# Question on labels and RN#



## puertopass (Jan 13, 2009)

Please, can someone help me with a question regarding the RN#? I have read the different threads regarding tags/labels and there is still something not clear. Can the business name be used and not put the RN# in the label? For example the name of the LLC is the same as the business name (DBA) except for the "LLC" part? 

I thought I was going to be forced to get an RN#, but then someone posted pictures of Johnny Cupcakes labels and they did not seem to have an RN# (unless I missed it). Johnny Cupcakes is the DBA name. So, If I used the DBA name, can I skip the RN#, or would I have to use the full company name (e.g with "LLC")? Thanks for any clarifications.


----------



## splathead (Dec 4, 2005)

Technically all garments must have an RN #. Here are the govt rules Threading Your Way Through the Labeling Requirements Under the Textile and Wool Acts

The label name does not have to match the name under the RN #. So if you relabel a shirt you can use the manufacturers RN #.

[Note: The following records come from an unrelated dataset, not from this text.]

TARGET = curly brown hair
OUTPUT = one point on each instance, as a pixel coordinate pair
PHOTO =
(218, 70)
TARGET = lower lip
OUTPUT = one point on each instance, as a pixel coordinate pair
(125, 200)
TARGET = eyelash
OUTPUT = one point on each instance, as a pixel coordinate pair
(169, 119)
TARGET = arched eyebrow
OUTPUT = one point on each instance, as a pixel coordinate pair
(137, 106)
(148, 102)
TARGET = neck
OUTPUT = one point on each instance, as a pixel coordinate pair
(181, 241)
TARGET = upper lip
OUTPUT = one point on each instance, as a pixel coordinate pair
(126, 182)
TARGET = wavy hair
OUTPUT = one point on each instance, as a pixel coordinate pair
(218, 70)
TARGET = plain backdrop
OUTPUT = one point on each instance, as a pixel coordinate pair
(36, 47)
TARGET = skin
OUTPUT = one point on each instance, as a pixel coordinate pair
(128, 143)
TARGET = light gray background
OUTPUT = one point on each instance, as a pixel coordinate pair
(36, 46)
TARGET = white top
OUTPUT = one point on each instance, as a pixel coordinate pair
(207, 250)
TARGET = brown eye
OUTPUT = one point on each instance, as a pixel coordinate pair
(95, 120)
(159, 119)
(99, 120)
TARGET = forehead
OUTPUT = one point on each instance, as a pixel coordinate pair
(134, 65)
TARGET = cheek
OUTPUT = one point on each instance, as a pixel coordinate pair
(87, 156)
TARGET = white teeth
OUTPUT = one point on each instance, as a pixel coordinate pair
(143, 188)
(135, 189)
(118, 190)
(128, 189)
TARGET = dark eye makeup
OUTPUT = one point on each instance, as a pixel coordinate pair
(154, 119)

Just because you don't see it on a picture doesn't mean it's not on another part of the garment, like the side seam.


----------



## puertopass (Jan 13, 2009)

According to the above link from the FTC, it seems like the company name CAN be used without the RN#? The issue comes to what is the company name. Can the DBA name (which is the name in the county document) be used instead of the LLC/Inc name?

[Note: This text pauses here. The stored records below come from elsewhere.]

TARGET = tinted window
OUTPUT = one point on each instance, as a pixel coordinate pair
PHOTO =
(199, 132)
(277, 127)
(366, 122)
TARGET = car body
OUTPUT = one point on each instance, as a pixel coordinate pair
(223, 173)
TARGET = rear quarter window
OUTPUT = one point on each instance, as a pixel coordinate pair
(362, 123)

About Johnny Cupcakes t-shirts, is the RN# in the inside? Usually companies put the RN# either in the label with the trademark/company name, or in the Care instructions. It did not seem to be displayed in any of them.


----------



## hacksaw (Aug 19, 2008)

I posted this in another thread... Can someone give me a little clarification. Thanks


Ok just so I am clear... I am relabeling gildan t-shirts. I am removing the top tag and placing my tag in leaving the bottom tag. First, is the okay. Second, my tag includes the name of my company minus LLC. Our brand is the name of the company. Is this okay??? Or am I required to use LLC on my tag when using gildans RN#. Thanks for your help I hate to keep beating a dead horse.


----------



## splathead (Dec 4, 2005)

hacksaw said:


> Ok just so I am clear... I am relabeling gildan t-shirts. I am removing the top tag and placing my tag in leaving the bottom tag. First, is the okay. Second, my tag includes the name of my company minus LLC. Our brand is the name of the company. Is this okay??? Or am I required to use LLC on my tag when using gildans RN#. Thanks for your help I hate to keep beating a dead horse.

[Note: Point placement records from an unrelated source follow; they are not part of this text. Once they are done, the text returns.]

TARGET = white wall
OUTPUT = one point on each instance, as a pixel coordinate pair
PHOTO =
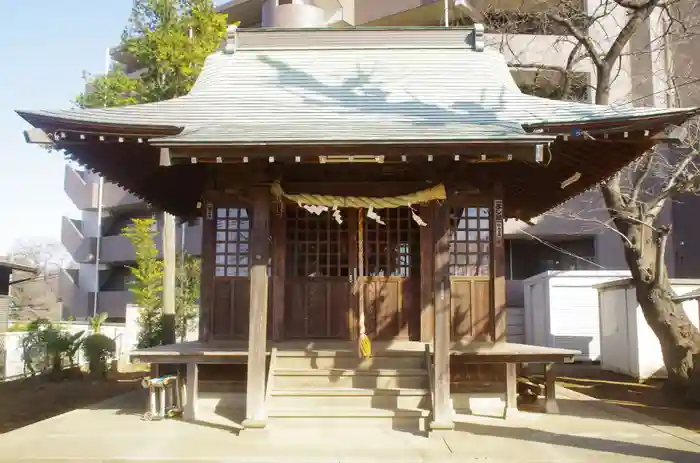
(561, 310)
(628, 345)
(11, 344)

Yes, it's ok to keep the Gildan tag which includes washing instructions and RN#.

Your top tag can say anything it wants to. Your brand, just your logo, a slogan, anything. Or nothing. As long as you keep Gildan's bottom tag in you don't have to have any other tag at all.


----------



## Solmu (Aug 15, 2005)

puertopass said:


> Can the business name be used and not put the RN# in the label?


Yes.



puertopass said:


> I thought I was going to be forced to get an RN#, but then someone posted pictures of Johnny Cupcakes labels and they did not seem to have an RN# (unless I missed it).


The RN is normally on the back of the label; maybe it was out of shot.



puertopass said:


> So, If I used the DBA name, can I skip the RN#, or would I have to use the full company name (e.g with "LLC")?


You'd need to check with the FTC to be sure, but I think a DBA would count as a trade name; they specifically say a trade name is not adequate, and that it needs to be the full legal name of the company responsible.


----------



## Solmu (Aug 15, 2005)

splathead said:


> Technically all garments must have an RN #.


Just for the sake of clarity, this is not true.

It's an RN *or* the full legal name of the company. Since most people have a trading name that is different to their full legal company name though, an RN is generally easier and more attractive for the label.


----------